Bunlar önemli. Çünkü unutuluyor her şey.
1 sene önce yazdığınız günlüğü okurken "Vay be , nasıl biriymişim ben..." diyorsunuz. Çünkü o kadar çok değişiyor ki insan. Davranışları , karakteri , dış görünüşü , fikirleri , sevdikleri , sevmedikleri...
Yaptıklarınızın yüzünden pişman da oluyorsunuz bazen. Belki hayatınızın kararını yanlış veriyorsunuz. Belki çok sevdiğiniz bir dostunuzu kırıyorsunuz , belki yanlış fikirleriniz var.
Bütün bunları unutuyorsunuz ve yaşlanınca bir boşluğa düşüyorsunuz.
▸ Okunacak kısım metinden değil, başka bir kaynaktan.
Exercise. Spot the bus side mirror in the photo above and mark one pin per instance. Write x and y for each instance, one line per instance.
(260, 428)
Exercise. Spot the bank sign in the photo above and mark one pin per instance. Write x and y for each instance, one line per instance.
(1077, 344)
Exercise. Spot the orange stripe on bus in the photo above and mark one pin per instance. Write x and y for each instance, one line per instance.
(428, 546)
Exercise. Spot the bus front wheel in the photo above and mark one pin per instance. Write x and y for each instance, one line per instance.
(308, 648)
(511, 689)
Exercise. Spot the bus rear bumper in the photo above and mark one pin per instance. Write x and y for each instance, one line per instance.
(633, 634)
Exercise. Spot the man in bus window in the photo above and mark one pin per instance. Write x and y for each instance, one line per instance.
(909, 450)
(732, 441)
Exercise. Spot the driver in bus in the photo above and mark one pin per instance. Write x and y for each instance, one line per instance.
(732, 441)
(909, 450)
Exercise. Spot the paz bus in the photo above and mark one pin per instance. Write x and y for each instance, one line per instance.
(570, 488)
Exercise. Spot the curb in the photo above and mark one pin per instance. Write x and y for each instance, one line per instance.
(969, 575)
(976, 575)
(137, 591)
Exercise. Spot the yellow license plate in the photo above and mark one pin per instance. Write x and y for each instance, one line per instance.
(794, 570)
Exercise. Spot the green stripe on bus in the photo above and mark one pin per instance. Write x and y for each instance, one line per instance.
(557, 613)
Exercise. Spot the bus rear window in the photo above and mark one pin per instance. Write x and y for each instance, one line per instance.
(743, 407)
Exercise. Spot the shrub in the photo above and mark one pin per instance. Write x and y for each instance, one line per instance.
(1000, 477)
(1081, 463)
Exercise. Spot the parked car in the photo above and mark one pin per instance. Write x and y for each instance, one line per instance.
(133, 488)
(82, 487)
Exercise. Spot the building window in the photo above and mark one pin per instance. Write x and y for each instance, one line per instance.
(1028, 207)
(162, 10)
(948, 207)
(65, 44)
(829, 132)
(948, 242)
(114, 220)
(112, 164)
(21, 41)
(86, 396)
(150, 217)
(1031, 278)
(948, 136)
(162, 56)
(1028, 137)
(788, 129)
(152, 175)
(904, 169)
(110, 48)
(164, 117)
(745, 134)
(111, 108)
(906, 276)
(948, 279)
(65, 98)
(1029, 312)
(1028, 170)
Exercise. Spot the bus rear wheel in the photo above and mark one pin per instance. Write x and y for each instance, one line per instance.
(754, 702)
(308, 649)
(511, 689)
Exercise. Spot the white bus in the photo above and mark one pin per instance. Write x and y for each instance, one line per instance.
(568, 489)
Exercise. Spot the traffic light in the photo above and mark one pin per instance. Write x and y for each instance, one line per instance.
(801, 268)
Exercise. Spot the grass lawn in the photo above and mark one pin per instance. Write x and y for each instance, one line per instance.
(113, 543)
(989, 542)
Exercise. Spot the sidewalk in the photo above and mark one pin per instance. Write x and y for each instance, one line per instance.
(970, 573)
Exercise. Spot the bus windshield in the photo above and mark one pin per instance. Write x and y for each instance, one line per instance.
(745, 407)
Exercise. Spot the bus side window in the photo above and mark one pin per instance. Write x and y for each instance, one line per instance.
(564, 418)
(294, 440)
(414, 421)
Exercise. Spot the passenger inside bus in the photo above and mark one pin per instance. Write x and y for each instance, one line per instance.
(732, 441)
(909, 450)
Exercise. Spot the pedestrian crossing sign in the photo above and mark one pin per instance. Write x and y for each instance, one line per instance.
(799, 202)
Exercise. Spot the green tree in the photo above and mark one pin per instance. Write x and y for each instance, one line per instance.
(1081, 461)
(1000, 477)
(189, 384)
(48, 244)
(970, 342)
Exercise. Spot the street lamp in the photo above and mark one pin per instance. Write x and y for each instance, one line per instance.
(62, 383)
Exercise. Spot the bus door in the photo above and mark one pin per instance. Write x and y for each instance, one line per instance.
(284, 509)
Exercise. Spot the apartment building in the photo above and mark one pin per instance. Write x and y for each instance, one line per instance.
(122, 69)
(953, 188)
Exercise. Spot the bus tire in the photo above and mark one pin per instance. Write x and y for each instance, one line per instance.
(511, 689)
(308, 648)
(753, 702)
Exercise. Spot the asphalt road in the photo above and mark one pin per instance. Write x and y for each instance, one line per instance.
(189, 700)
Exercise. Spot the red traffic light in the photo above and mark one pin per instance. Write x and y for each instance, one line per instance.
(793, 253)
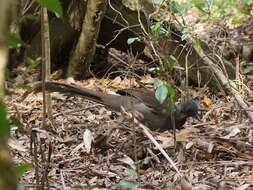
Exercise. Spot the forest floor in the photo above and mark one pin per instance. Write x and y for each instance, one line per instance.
(92, 147)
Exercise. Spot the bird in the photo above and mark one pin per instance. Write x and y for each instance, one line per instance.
(154, 114)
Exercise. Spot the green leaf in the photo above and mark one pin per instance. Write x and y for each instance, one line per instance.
(157, 28)
(15, 41)
(174, 7)
(21, 169)
(157, 82)
(247, 69)
(28, 17)
(161, 93)
(171, 91)
(127, 185)
(171, 62)
(233, 85)
(132, 40)
(51, 5)
(4, 124)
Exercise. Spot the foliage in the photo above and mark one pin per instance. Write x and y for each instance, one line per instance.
(215, 10)
(52, 5)
(5, 127)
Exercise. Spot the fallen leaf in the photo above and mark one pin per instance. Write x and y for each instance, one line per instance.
(87, 140)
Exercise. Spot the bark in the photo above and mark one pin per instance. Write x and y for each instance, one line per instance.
(84, 52)
(8, 179)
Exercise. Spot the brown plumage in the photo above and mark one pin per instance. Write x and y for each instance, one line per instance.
(155, 115)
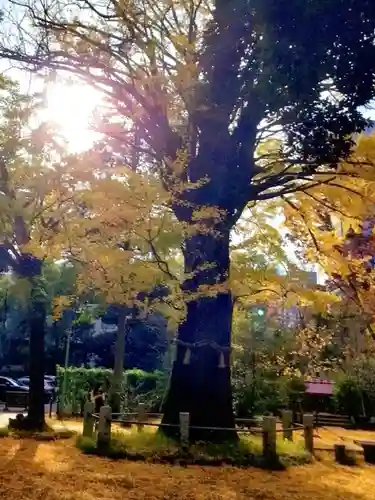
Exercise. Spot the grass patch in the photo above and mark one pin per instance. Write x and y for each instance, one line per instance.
(154, 447)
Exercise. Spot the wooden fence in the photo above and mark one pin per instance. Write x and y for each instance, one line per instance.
(100, 424)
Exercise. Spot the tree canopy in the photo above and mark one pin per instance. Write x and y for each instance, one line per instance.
(224, 103)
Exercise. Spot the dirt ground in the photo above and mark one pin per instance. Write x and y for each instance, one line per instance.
(31, 470)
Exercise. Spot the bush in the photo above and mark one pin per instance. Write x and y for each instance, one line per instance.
(153, 446)
(141, 386)
(348, 397)
(4, 432)
(264, 396)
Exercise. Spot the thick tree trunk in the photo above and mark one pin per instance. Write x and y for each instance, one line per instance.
(35, 417)
(201, 378)
(118, 369)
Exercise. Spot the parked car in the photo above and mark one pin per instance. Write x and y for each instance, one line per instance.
(8, 384)
(48, 386)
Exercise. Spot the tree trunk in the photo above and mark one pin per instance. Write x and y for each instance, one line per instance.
(201, 378)
(35, 415)
(118, 369)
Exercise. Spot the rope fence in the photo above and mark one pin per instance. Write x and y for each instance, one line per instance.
(99, 426)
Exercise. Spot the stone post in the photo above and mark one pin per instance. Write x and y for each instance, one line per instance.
(287, 421)
(269, 438)
(104, 427)
(308, 424)
(88, 419)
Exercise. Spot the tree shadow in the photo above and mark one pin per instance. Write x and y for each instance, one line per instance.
(55, 470)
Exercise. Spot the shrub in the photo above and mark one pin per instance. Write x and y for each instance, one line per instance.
(348, 397)
(4, 432)
(153, 446)
(141, 386)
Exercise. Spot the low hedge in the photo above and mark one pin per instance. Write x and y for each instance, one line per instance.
(140, 386)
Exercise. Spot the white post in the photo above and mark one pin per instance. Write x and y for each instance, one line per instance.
(184, 429)
(104, 427)
(141, 410)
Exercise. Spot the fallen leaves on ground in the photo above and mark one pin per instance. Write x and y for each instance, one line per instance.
(31, 470)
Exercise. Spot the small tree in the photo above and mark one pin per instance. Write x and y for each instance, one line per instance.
(33, 195)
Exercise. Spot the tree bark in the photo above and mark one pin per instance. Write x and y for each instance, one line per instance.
(118, 369)
(201, 375)
(35, 417)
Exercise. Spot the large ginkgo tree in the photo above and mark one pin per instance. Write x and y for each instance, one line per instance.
(199, 87)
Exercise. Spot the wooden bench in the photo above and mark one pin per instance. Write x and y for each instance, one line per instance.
(368, 450)
(14, 399)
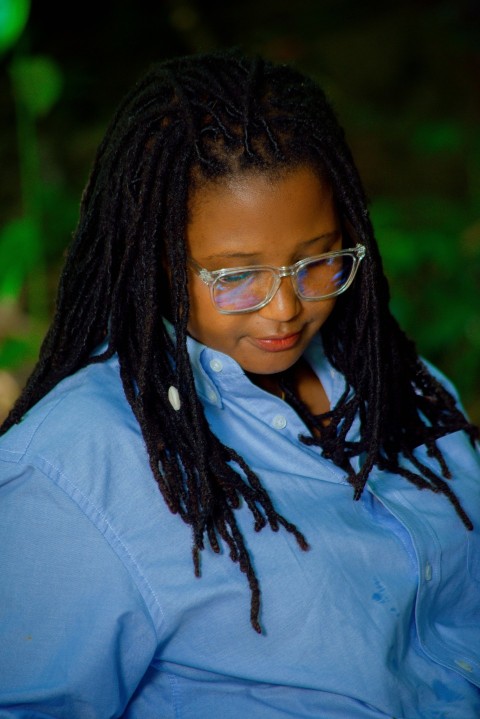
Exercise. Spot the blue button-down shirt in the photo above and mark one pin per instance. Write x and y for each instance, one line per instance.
(101, 614)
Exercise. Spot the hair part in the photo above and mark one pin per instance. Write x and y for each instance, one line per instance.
(196, 120)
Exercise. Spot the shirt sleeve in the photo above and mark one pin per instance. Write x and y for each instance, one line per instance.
(76, 637)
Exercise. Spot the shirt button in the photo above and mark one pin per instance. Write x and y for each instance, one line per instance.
(216, 365)
(279, 421)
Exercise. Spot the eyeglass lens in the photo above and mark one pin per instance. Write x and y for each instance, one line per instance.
(249, 288)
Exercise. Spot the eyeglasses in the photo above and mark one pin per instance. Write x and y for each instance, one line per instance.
(246, 289)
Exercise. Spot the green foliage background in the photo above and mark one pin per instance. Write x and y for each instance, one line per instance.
(403, 76)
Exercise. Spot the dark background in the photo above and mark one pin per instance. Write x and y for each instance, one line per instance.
(403, 76)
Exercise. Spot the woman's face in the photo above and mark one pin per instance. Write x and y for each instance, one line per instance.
(252, 219)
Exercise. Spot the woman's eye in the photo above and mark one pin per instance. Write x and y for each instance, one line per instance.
(236, 278)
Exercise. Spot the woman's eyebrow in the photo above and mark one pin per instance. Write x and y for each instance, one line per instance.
(328, 236)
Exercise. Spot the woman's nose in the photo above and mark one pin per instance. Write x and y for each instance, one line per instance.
(285, 304)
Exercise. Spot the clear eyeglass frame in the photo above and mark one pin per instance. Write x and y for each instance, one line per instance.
(212, 278)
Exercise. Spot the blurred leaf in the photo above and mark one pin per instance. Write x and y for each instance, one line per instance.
(38, 83)
(19, 253)
(13, 18)
(436, 137)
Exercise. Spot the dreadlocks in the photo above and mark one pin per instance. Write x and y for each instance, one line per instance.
(194, 120)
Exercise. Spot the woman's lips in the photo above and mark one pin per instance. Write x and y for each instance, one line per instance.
(276, 344)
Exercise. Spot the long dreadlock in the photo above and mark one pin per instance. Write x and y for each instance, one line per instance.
(192, 120)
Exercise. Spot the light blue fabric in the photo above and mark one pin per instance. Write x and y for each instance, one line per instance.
(101, 615)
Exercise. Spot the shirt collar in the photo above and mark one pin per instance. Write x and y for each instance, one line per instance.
(216, 373)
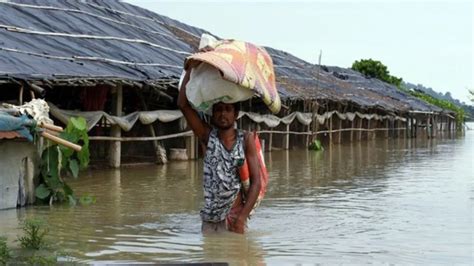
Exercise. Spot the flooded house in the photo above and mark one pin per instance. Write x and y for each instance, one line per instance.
(118, 66)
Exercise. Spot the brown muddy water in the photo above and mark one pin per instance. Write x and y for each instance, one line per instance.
(383, 201)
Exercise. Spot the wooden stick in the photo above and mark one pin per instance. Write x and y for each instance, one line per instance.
(61, 141)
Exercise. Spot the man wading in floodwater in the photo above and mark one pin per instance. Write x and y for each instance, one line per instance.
(225, 149)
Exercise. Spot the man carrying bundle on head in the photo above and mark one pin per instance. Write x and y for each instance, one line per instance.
(215, 81)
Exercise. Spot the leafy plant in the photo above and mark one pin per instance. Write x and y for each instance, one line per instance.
(57, 159)
(375, 69)
(316, 146)
(4, 251)
(447, 105)
(34, 234)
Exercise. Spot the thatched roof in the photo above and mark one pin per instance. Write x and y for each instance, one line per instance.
(93, 41)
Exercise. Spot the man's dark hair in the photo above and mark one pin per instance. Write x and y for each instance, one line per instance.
(236, 107)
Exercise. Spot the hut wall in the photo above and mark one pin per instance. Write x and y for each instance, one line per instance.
(19, 166)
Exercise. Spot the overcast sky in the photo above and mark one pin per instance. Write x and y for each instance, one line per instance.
(424, 42)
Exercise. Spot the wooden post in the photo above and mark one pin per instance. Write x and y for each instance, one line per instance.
(191, 147)
(116, 131)
(352, 129)
(339, 134)
(330, 130)
(407, 129)
(20, 96)
(270, 140)
(428, 127)
(159, 156)
(287, 137)
(368, 128)
(308, 130)
(396, 125)
(441, 124)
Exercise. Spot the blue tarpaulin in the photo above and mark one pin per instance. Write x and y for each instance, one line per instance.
(21, 124)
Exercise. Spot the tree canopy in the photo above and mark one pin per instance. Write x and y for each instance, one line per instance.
(375, 69)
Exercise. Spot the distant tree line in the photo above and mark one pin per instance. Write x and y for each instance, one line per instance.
(376, 69)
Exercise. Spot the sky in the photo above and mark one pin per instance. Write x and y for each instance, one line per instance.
(423, 42)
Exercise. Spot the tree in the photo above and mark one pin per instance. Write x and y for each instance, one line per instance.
(375, 69)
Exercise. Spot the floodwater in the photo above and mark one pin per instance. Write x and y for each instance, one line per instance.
(382, 201)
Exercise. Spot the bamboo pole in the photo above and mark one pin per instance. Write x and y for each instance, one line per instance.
(20, 96)
(368, 128)
(61, 141)
(270, 140)
(359, 133)
(116, 131)
(287, 137)
(170, 136)
(352, 131)
(330, 130)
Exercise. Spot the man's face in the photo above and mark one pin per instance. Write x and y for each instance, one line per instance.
(223, 115)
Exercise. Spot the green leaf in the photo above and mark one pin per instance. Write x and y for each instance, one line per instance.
(87, 199)
(79, 123)
(42, 192)
(74, 167)
(68, 190)
(71, 200)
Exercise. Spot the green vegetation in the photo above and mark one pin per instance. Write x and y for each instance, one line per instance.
(35, 232)
(375, 69)
(446, 105)
(4, 251)
(316, 146)
(57, 159)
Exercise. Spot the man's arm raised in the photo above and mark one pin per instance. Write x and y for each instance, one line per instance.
(199, 127)
(255, 184)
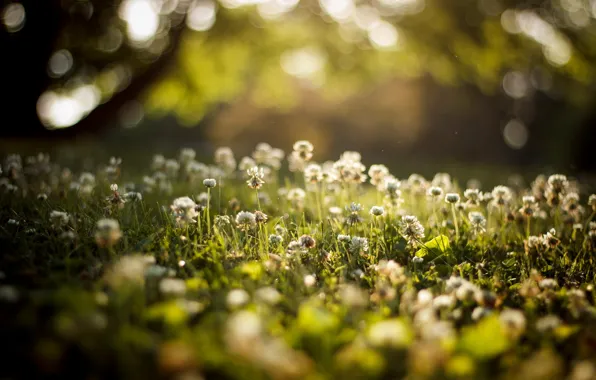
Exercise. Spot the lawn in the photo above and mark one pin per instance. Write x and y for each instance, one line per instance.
(273, 266)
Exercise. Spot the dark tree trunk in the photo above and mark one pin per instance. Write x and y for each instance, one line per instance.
(24, 65)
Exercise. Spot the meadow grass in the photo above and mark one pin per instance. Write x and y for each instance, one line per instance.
(246, 270)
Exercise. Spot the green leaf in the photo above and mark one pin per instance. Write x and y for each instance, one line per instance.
(438, 245)
(315, 321)
(484, 340)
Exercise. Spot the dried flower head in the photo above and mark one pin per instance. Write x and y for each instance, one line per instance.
(245, 220)
(411, 229)
(256, 177)
(451, 198)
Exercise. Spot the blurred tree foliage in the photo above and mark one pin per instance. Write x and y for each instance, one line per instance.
(184, 57)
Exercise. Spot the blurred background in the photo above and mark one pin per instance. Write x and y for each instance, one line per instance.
(420, 85)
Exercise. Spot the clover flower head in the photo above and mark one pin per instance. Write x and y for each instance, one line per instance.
(377, 211)
(245, 220)
(256, 177)
(451, 198)
(209, 183)
(358, 244)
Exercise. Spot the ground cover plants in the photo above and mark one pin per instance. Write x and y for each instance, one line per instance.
(243, 269)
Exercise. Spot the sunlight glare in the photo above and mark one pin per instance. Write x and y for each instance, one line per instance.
(383, 35)
(201, 16)
(142, 19)
(13, 17)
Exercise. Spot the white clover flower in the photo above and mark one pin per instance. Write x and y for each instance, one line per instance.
(411, 229)
(354, 207)
(184, 210)
(158, 162)
(558, 183)
(473, 196)
(256, 177)
(243, 328)
(480, 312)
(435, 192)
(391, 185)
(335, 211)
(209, 183)
(501, 195)
(452, 198)
(304, 149)
(237, 298)
(245, 220)
(477, 221)
(313, 173)
(377, 174)
(592, 201)
(358, 244)
(377, 210)
(275, 239)
(132, 196)
(296, 197)
(280, 230)
(307, 241)
(309, 280)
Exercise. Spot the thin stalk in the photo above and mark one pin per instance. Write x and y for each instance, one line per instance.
(207, 214)
(455, 221)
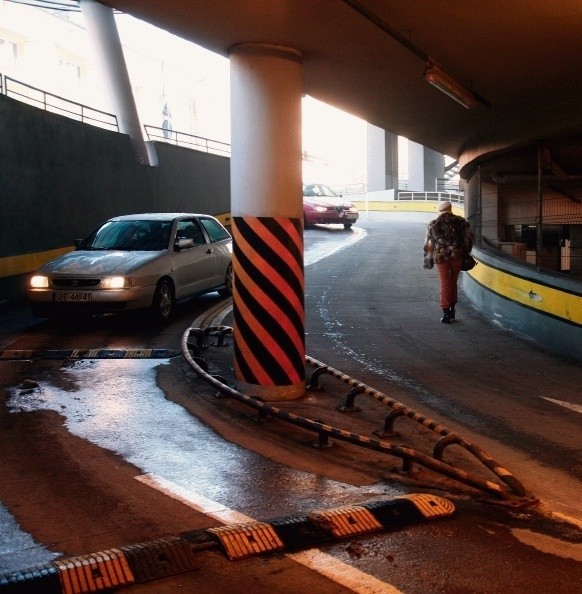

Asıl pişmanlığı o zaman yaşıyorsunuz.
PuCCa'nın bir yazısı vardı. " Bir arkadaşımın evine gitmiştim ve evlerinde oyun oynarken bir kapıyı açmıştım. İçeride koltukta oturan çok yaşlı bir adam vardı. Adam benimle konuşmaya başladı ama sayıklıyordu , saçma sapan şeyler söylüyordu. Korkmuştum. Adama bakarken annesi gelip bana onun arkadaşımın hasta dedesi olduğunu söyledi. O andan sonra çok korktum. Ben de o adam gibi olurum diye. Yaşadığım her şeyi unutup giderim ve bir odada gelip giden nadir insanlara saçma sapan şeyler söylemeye başlarım diye. İşte o günden beri yaşadığım her şeyi yazıya dökmeye başladım."
Yaşadıklarınızı sakın unutmayın. 'Bir daha hatırlamak istemiyorum.' demeyin. 10 sene sonra okuyunca 'İyi ki yazmışım.' diyeceksiniz.
Bir de bir kağıda 10 sene sonra kendinizi nerede görmek istediğinizi yazın. Bir mektuba koyup diplere kaldırın. O kadar güzel olur ki 10 sene sonra açıp okumak o mektuplarınızı. Hedeflerinizi başarmanın sevincini , başaramamanın pişmanlığını , yeni hedeflerin varlığını fark edersiniz.